Un article paru dans l’Iceland Monitor nous explique les dangers que peuvent rencontrer les pêcheurs au large de l’Islande à cause de la glace qui s’est détachée de la banquise arctique. Aujourd’hui, les progrès de la technologie apportent une aide précieuse aux professionnels de la mer. C’est ce qu’explique une géographe du département des Sciences de la Terre à l’Université d’Islande.

Bien que les icebergs soient moins fréquents autour de l’Islande qu’auparavant, principalement en raison du réchauffement climatique dans l’hémisphère nord, ils peuvent encore s’avérer dangereux. Aujourd’hui, ils sont surtout un danger pour les pêcheurs et autres professionnels de la mer. Il est donc primordial de surveiller activement les mouvements de la glace à proximité des zones de pêche, surtout lorsque les conditions météorologiques la poussent dans des directions inattendues où elle peut prendre les navires par surprise.
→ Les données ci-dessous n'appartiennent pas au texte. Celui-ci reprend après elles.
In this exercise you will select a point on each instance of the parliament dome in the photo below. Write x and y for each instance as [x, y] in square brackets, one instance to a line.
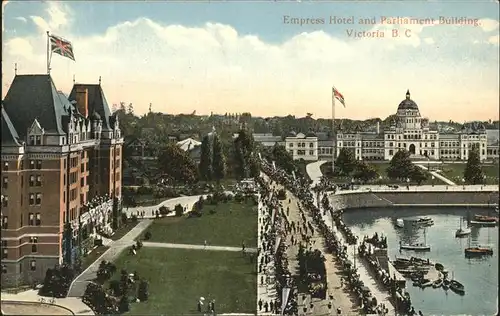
[408, 104]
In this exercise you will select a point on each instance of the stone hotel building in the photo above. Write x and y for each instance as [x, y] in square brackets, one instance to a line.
[61, 174]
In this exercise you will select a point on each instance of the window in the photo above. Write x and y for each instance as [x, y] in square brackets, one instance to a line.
[38, 200]
[34, 242]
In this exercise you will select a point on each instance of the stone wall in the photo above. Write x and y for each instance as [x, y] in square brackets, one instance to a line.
[389, 199]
Des progrès considérables ont été réalisés ces dernières décennies en matière de surveillance de la glace autour de l’Islande. Dans les années 1980, les scientifiques s’appuyaient sur les rapports des navires ; lorsque un navire rencontrait de la glace, le capitaine en informait les services météorologiques. Des alertes étaient alors émises si la glace était jugée trop proche ou présente dans des zones où elle pouvait surprendre les marins.
Au fil des années, de nouvelles données satellitaires sont devenues disponibles, permettant de voir à travers les nuages et même dans l’obscurité. La résolution des cartes s’est également considérablement améliorée.

Vers l’an 2000, ces données étaient extrêmement coûteuses, mais elles sont désormais quasiment gratuites. Les scientifiques peuvent ainsi accéder aux images satellitaires plusieurs fois par semaine et les marins eux-mêmes peuvent y accéder rapidement, quelques minutes après le passage du satellite.
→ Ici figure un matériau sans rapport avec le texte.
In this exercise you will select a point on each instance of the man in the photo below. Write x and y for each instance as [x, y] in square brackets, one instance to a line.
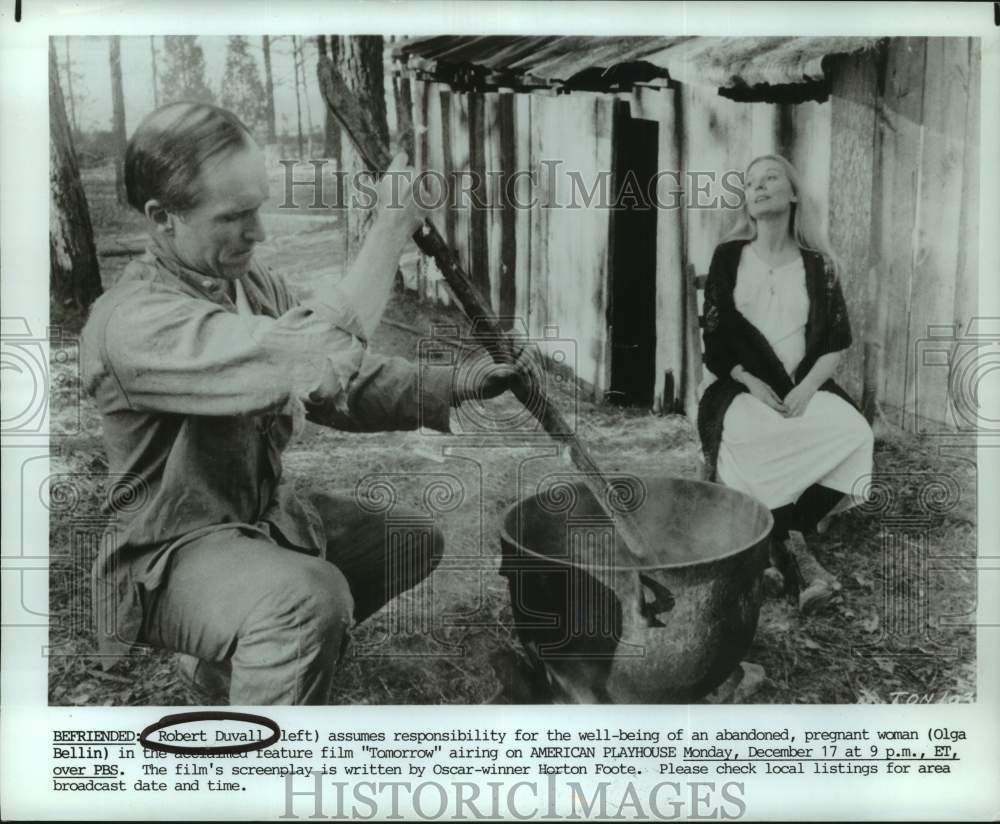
[202, 363]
Une autre aide précieuse a été apportée par l’avion TF-SIF des garde-côtes islandais, équipé d’un radar, permettant ainsi aux scientifiques de ne plus se contenter des données satellitaires.

Toutefois, ces dernières années, le changement le plus important a concerné la glace elle-même, en particulier au cours des deux dernières décennies. Le principal changement concerne la diminution drastique de la banquise pluriannuelle dans l’océan Arctique. On appelle banquise pluriannuelle une glace qui a survécu à un ou plusieurs étés. Avec la hausse des températures, la couverture de glace le long du Groenland oriental et dans l’océan Arctique s’est réduite et amincie. Par conséquent, la glace qui atteint l’Islande aujourd’hui n’est généralement constituée que de petits fragments qui ne persistent que quelques jours, principalement près de Hornstrandir.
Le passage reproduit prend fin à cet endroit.